The 10-year U.S. Treasury and JGB yields are up 1 and 2 basis points, whereas comparable yields are holding steady in Germany, the U.K., Italy and Spain.

Several Japanese economic indicators got released this Friday. Most impressively, industrial production leaped 2.2% in September, its biggest monthly rise in 7 months, and that swung the year-on-year change from -1.6% in August to +3.4%. Retail sales last month went up 0.3% from August and 0.5% compared to a year earlier. The jobless rate stayed at August’s 13-month high of 2.6%. Housing starts were 7.3% lower than in September 2024, but construction orders recorded a 34.7% on-year advance. Lastly, consumer prices in Tokyo, which get reported about three weeks ahead of the national CPI, posted a 2.8% year-on-year advance, up from 2.5%. That was true for both the total and when food and energy are excluded. Higher inflation encourages speculation that the Bank of Japan’s next interest rate hike may come sooner rather than later.

The preliminary consumer price figures in the euro area from October were announced today and showed total inflation dipping 0.1 percentage point back to August’s 2.1% figure but core inflation holding steady at September’s 5-month high of 2.4%. The service sector component accelerated 0.2 percentage points with a 6-month high price rise of 3.4%, offsetting lessening inflation in foods and non-energy industrial goods. On a monthly basis, Austria and Spain (+0.5%), Germany (+0.3%) and Belgium (+0.4%) recorded larger October price gains the the entire euro area’s 0.2% increase.

Italian consumer prices dropped 0.3% in October, trimming their 12-month increase to a one-year low of 1.2%.

German import prices, which hadn’t risen month-on-month since February, went up 0.2% in September, trimming the 12-month rate of decline to -1.0% from -1.5% in August, which had been the deepest deflationary reading in 16 months. German also reported a meager 0.2% volume rise in retail sales both monthly and yearly for September.

Swiss retail sales grew 0.6% on month and by a 3-month-high 1.5% year-on-year in September.

In addition to lower-than-expected French consumer price inflation in October, that economy experienced a 0.2% monthly drop in producer prices that left their 12-month rate of increase at August’s reading of 0.1%, which had been the lowest since May.

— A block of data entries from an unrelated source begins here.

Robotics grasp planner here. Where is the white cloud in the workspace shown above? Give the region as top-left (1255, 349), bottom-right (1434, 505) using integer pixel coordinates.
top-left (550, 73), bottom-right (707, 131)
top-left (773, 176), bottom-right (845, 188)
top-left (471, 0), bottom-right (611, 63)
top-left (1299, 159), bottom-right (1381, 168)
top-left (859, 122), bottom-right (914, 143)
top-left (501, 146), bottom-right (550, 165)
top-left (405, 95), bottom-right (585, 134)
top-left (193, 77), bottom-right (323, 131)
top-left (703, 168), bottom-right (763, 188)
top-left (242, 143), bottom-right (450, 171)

The government-compiled Chinese manufacturing and non-manufacturing purchasing manager indices for October respectively printed at a 6-month low of 49.0 and 50.1, which was a mere 0.1 point above September’s 10-month low. Taken together, the picture depicts an economy that appears weaker than the third-quarter GDP report of a 1.1% quarterly increase and year-on-year expansionof 4.8%.

GDP in Hong Kong rose 0.3% last quarter, lifting on-year growth to a 7-quarter high of 3.8%.

Between September 2024 and September 2025, industrial production in South Korea rose 11.6% (most in 20 months), but retail sales fell by 0.5%.

Producer prices in Australia during the third quarter rose 1.0%, more than the quarterly increases in the previous three quarters. On a year-on-year basis, PPI inflation slowed to 3.3% from 3.4% in the second quarter and 3.9% in the third quarter of 2024.

The long U.S. federal government shutdown hasn’t been much of a market factor until now, but tomorrow’s start of a new month is expected to see a sharp and broadening fallout of economic pain that will either launch greater market ramifications or result in a quick effort by officials to resolve the political impasse.